Why should we care enough about a decades-old political event to invest the resources necessary to create this new production of Nixon in China? Don’t political tempests of the day fade through the lens of time, not to mention musical styles? Musically, I believe the work is important and enduring. As for subject, I turn to celebrated Canadian historian and author Margaret MacMillan, from her book Nixon in China:
“Of course it matters...Asia will be at the centre of the world again. Yet there will be no peace for Asia or for the world unless those two great Pacific powers, the one supreme today and the other perhaps tomorrow, find ways to work with each other. To understand their relationship we need to go back to 1972, to the moment when it started anew.”
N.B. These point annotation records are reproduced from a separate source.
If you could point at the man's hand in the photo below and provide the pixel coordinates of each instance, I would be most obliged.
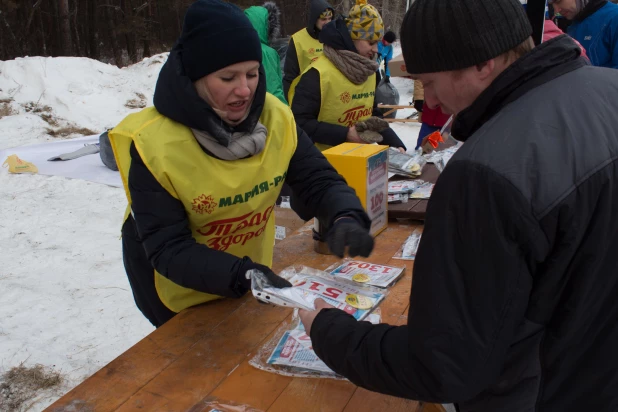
(307, 317)
(347, 232)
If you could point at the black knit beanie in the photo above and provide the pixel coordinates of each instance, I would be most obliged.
(216, 34)
(444, 35)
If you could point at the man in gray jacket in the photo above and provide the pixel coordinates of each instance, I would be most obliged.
(513, 304)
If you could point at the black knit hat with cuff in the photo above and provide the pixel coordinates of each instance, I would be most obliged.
(444, 35)
(216, 34)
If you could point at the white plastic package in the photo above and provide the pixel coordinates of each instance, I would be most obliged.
(310, 284)
(410, 246)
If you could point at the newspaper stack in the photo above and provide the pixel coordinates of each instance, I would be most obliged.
(404, 164)
(367, 273)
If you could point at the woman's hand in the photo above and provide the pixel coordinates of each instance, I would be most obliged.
(353, 136)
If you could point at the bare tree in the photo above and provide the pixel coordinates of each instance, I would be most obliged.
(65, 27)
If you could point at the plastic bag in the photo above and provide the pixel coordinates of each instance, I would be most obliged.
(423, 191)
(408, 250)
(17, 165)
(290, 352)
(410, 165)
(310, 284)
(403, 186)
(388, 94)
(366, 273)
(212, 404)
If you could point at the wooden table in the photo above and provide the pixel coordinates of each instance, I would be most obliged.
(415, 208)
(202, 354)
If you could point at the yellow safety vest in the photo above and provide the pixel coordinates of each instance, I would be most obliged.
(307, 48)
(342, 102)
(228, 203)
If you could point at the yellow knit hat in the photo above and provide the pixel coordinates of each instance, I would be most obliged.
(364, 22)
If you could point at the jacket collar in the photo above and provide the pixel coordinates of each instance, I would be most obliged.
(592, 7)
(544, 63)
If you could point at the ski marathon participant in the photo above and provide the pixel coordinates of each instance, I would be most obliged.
(595, 26)
(432, 118)
(266, 21)
(304, 46)
(337, 91)
(385, 54)
(513, 304)
(203, 168)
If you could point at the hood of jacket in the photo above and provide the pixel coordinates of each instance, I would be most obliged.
(175, 97)
(336, 35)
(544, 63)
(317, 7)
(266, 20)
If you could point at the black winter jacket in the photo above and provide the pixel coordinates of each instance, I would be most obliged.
(158, 235)
(291, 69)
(513, 304)
(308, 100)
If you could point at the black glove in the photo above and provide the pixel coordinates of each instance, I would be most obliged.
(276, 281)
(348, 232)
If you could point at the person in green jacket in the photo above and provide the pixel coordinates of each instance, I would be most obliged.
(266, 21)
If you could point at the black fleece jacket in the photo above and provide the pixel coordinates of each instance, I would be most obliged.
(513, 303)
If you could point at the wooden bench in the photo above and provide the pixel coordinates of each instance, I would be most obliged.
(202, 354)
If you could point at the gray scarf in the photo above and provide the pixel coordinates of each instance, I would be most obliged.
(353, 66)
(240, 145)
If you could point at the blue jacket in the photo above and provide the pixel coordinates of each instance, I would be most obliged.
(385, 53)
(598, 33)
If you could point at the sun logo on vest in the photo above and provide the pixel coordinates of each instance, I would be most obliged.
(204, 204)
(345, 97)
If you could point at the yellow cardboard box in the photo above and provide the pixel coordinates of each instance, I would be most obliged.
(365, 168)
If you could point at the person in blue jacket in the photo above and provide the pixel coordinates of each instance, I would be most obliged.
(595, 26)
(385, 53)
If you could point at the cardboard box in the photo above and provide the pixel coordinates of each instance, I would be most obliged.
(365, 168)
(398, 67)
(286, 222)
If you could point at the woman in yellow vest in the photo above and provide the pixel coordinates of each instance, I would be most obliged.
(304, 46)
(337, 91)
(202, 170)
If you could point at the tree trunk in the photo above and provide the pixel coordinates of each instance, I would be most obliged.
(42, 31)
(65, 27)
(93, 43)
(111, 27)
(129, 32)
(147, 34)
(77, 46)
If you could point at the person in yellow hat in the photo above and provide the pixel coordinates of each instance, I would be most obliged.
(333, 101)
(304, 46)
(203, 168)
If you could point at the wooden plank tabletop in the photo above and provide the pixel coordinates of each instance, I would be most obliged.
(202, 354)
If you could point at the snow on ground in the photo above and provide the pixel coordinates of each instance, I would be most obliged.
(55, 93)
(66, 302)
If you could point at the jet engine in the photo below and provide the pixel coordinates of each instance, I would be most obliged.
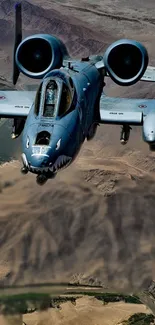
(39, 54)
(126, 61)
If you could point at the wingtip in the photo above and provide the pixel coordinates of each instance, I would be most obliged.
(17, 5)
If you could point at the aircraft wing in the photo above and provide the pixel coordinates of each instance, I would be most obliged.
(124, 110)
(15, 103)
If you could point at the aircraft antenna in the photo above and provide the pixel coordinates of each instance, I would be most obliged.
(18, 39)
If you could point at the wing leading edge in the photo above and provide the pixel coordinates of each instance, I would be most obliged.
(16, 103)
(124, 110)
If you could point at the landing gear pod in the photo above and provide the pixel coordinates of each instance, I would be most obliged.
(39, 54)
(126, 61)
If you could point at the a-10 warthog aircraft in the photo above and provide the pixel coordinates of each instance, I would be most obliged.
(70, 103)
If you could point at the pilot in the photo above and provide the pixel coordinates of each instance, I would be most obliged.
(51, 94)
(51, 98)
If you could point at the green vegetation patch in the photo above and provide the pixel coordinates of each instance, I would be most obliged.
(29, 302)
(139, 319)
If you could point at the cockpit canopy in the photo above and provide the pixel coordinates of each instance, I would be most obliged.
(54, 97)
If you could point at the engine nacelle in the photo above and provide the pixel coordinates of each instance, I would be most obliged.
(126, 61)
(39, 54)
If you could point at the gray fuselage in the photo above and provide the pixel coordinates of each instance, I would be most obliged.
(52, 139)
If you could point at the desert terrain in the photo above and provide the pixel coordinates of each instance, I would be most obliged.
(96, 218)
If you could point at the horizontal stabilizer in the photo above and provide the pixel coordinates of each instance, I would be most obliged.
(116, 117)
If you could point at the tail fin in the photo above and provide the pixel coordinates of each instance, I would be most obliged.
(18, 39)
(149, 74)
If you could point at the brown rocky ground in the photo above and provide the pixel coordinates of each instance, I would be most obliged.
(97, 217)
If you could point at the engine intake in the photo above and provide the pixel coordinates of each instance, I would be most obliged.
(126, 61)
(39, 54)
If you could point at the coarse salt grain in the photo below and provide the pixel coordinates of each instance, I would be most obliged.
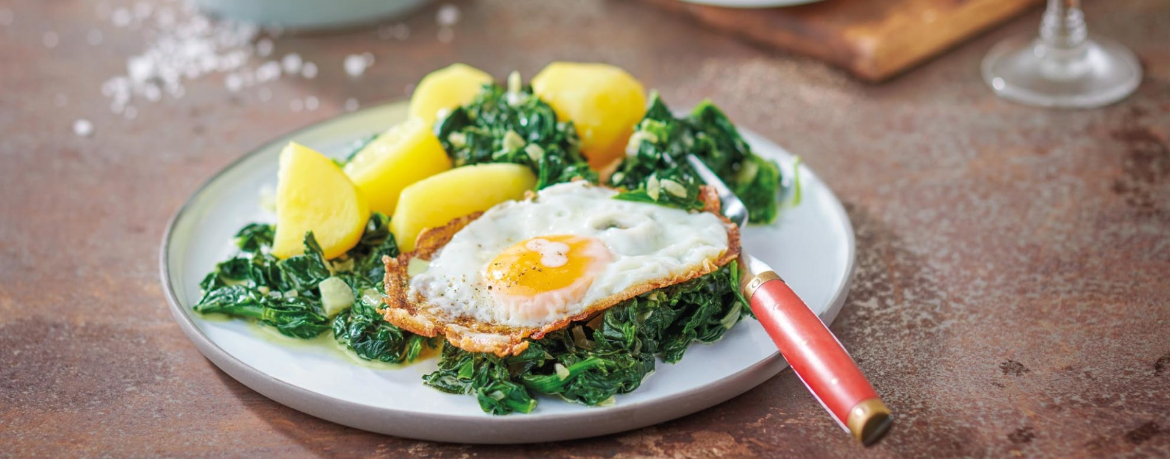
(268, 72)
(447, 15)
(122, 18)
(83, 128)
(357, 63)
(177, 49)
(291, 63)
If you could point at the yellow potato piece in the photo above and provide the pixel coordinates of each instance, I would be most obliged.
(314, 194)
(401, 156)
(447, 88)
(436, 200)
(603, 101)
MacMillan will be in Vancouver for the Canadian premiere of Nixon in China in March, and will appear at two events: a March 16 literary luncheon and on March 17 in the evening on Granville Island – more details available on our website.
Right now I’m reading her newest book, The Uses and Abuses of History (Penguin Canada, 2008) and find I am marking it up as I find nugget after nugget of wisdom pertaining to my work on our Nixon production. She states in her introduction that North Americans find it hard to recognize that history is not a dead subject, and tells us “[I]t is wiser to think of history, not as a pile of dead leaves or a collection of dusty artifacts, but as a pool, sometimes benign, often sulphurous, which lies under the present, silently shaping our institutions, our ways of thought, our likes and dislikes.”
In her early chapters “The History Craze” and “History for Comfort,” I found a couple of observations quite germane to our production. MacMillan speaks to the role history plays in how we think of ourselves, and that “[E]ven when we think we are striking out in new directions, our models often come from the past. The Chinese Communists scorned China’s traditional society, but their top leaders chose to live right at the heart of Beijing where the Imperial Court had once been. Mao Zedong himself withdrew into mysterious seclusion, much as the emperors had done over the centuries.”
In her discussion regarding the use of history for comfort, MacMillan notes that “[P]olitical leaders have always known the value of comparing themselves to great figures of the past[;]” she goes on to write, “Mao Zedong liked to point to the parallels between himself and the Qin Emperor who created China in 221 B.C.”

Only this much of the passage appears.